Тут слуги Симэня взвалили на спину тюки с подарками и поспешили к Цай Цзину. Бывать у него по делам им приходилось не раз, и дорога была знакомая. У самого особняка под аркой на улице Драконовой Доблести они остановились разузнать новости. Немного погодя из ворот государева наставника торопливо выскочил человек в синем и повернул на восток. Лайбао сразу узнал в нем управителя Яна, который доводился родственником командующему Ян Цзяню и служил при нем. Лайбао чуть не окликнул его, да вовремя вспомнил наказ хозяина и удержался. Когда управитель исчез из виду, слуги не спеша приблизились к воротам и почтительно поклонились привратнику.

– Его высокопревосходительство господин наставник у себя? – спросил Лайбао.

– Его превосходительство не вернулись из дворца, – ответил привратник. – А в чем дело?

– Нельзя ли повидаться с почтенным господином Чжаем, дворецким, дело есть, – не унимался Лайбао.

– Господин Чжай отбыл в свите его превосходительства.

«Постой, подарка ждешь, потому и правду сказать не хочешь», – смекнул слуга и, достав из рукава лян серебром, протянул привратнику.

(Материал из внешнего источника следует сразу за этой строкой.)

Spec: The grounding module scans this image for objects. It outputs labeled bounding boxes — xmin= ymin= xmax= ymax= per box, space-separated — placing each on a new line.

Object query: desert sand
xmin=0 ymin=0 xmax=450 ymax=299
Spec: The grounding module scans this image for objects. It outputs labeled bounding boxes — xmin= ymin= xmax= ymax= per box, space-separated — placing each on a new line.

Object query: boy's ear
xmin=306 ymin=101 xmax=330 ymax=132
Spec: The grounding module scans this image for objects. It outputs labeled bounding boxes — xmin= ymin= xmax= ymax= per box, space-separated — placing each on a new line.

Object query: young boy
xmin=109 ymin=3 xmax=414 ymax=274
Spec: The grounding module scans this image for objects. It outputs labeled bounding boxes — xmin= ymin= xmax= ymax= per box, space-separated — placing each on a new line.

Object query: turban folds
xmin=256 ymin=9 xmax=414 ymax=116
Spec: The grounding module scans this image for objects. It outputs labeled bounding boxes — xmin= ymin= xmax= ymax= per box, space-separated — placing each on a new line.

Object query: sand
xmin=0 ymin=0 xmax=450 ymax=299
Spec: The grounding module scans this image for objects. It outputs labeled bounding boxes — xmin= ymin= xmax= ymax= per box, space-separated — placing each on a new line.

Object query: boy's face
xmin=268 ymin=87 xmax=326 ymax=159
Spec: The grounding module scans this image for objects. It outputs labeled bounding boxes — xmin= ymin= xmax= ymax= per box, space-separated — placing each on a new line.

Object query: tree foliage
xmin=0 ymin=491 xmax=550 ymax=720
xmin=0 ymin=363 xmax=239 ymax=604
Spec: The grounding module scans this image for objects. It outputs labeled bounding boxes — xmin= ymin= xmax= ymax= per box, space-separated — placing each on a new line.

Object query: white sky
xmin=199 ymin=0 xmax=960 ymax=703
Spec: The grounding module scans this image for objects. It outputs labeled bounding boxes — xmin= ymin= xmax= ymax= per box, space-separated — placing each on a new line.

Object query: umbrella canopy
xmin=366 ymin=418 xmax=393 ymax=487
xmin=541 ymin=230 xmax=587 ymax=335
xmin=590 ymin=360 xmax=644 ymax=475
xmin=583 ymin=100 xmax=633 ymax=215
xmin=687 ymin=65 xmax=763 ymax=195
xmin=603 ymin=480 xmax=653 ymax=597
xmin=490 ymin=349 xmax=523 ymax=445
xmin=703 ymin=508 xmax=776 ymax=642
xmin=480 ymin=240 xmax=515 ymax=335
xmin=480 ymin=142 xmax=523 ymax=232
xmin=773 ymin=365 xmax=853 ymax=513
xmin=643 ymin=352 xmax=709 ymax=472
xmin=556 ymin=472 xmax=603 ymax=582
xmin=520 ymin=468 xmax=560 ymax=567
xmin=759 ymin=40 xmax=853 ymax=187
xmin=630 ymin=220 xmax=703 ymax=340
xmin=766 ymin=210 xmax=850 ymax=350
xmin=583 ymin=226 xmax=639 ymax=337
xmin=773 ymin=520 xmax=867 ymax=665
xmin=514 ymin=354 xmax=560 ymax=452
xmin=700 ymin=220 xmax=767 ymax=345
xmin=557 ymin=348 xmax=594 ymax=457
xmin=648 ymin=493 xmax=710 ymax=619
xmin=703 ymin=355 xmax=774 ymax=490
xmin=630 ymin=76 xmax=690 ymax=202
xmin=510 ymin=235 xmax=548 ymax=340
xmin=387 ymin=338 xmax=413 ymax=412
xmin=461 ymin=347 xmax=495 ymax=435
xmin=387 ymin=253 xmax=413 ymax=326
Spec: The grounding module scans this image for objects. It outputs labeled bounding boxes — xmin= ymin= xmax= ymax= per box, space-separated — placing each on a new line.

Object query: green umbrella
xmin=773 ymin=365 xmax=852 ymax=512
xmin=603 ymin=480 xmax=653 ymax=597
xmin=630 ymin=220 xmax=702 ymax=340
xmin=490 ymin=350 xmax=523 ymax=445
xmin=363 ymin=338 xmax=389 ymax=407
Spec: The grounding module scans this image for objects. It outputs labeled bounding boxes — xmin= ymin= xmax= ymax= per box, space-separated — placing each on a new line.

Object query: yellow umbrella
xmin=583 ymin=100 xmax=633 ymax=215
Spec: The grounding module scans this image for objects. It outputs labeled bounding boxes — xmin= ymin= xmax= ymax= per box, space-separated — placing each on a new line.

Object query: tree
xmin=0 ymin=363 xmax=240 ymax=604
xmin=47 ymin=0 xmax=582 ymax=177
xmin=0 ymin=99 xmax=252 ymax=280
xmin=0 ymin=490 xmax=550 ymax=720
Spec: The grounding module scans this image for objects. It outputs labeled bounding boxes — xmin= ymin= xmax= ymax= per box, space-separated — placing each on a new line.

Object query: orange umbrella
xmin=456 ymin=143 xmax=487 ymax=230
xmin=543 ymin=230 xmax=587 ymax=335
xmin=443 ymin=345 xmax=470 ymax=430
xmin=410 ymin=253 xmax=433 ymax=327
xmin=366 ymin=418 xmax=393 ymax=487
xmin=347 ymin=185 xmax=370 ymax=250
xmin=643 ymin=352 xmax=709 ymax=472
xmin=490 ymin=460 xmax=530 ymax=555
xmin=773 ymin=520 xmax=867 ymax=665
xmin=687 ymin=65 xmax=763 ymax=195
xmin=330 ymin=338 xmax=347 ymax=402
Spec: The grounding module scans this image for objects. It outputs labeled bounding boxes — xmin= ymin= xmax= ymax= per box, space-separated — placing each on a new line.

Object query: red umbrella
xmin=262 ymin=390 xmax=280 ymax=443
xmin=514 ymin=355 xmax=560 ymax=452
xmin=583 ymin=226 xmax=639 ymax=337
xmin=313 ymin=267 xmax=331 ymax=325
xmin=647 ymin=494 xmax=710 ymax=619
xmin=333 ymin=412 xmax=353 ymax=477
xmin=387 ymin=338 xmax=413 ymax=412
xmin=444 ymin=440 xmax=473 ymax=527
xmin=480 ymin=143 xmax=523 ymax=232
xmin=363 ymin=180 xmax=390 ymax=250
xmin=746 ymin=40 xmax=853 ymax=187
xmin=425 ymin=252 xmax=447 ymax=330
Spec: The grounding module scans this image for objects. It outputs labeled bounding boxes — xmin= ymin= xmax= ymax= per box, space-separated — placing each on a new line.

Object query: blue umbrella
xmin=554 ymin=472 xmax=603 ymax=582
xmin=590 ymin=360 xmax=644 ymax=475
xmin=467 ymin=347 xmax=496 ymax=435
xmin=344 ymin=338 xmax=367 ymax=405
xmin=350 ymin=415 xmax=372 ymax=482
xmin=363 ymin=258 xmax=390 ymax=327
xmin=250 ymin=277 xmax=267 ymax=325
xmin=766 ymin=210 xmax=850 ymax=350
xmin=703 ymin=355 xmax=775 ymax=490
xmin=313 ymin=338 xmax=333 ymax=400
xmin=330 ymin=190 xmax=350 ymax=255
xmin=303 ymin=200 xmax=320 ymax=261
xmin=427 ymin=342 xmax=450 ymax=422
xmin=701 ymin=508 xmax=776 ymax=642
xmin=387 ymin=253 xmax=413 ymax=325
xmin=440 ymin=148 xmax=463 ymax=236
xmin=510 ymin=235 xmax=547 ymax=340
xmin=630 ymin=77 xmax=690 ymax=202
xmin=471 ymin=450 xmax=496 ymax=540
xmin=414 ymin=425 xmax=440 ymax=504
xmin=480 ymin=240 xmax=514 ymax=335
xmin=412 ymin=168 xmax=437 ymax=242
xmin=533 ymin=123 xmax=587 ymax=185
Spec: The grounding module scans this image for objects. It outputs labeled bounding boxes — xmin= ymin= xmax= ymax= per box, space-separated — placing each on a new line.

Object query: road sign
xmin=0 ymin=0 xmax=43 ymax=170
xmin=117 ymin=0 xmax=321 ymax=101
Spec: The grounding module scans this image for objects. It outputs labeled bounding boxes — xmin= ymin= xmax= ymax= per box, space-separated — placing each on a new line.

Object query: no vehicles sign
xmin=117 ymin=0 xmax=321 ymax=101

– Тебе кого? – принимая серебро, спросил тот. – Самого господина наставника или его старшего сына, академика? У его превосходительства секретарем дворецкий господин Чжан Цянь, молодому господину докладывает младший дворецкий Гао Ань. Его превосходительство не изволили вернуться, а молодой господин дома. Если по делу, хочешь, вызову дворецкого Гао. Доложишь младшему, не все ль равно!

– Я от командующего Яна, – схитрил Лайбао, – по делу.

Стражник не посмел больше медлить и удалился. Просители долго ждали появления Гао Аня.

– Ваш покорный слуга в родстве с его превосходительством господином Яном, – начал Лайбао, торопливо поднося Гао Аню десять лянов. – У нас от него письмо. Прибыли-то мы вместе с управителем Яном, но пока я мешкал с обедом, он успел у вас побывать…

– Ян только что ушел, – сказал Гао Ань, принимая серебро. – Его превосходительство на аудиенции. Обожди немного, я доложу молодому господину.

С этими словами дворецкий Гао повел Лайбао через мощеный темным камнем двор вглубь особняка. Всюду пестрели ярко-красные надписи, проходы между строениями украшали покрытые зеленым лаком перила. Миновав большую залу и еще одни парадные ворота, Лайбао очутился у обращенной на юг пристройки. На золотой таблице рукою императора было начертано: «Музыкальная зала ученого».

Цай Ю, сын Цай Цзина, тоже был любимцем при дворе, академиком палаты Счастья и Согласия, а кроме того начальником ведомства обрядов и надзирателем при дворце Величайшего Единства.

Лайбао остался ждать у дверей, а Гао Ань пошел доложить, потом велел ему войти.

В зале висел красный занавес. Перед ним восседал одетый по-домашнему Цай Ю.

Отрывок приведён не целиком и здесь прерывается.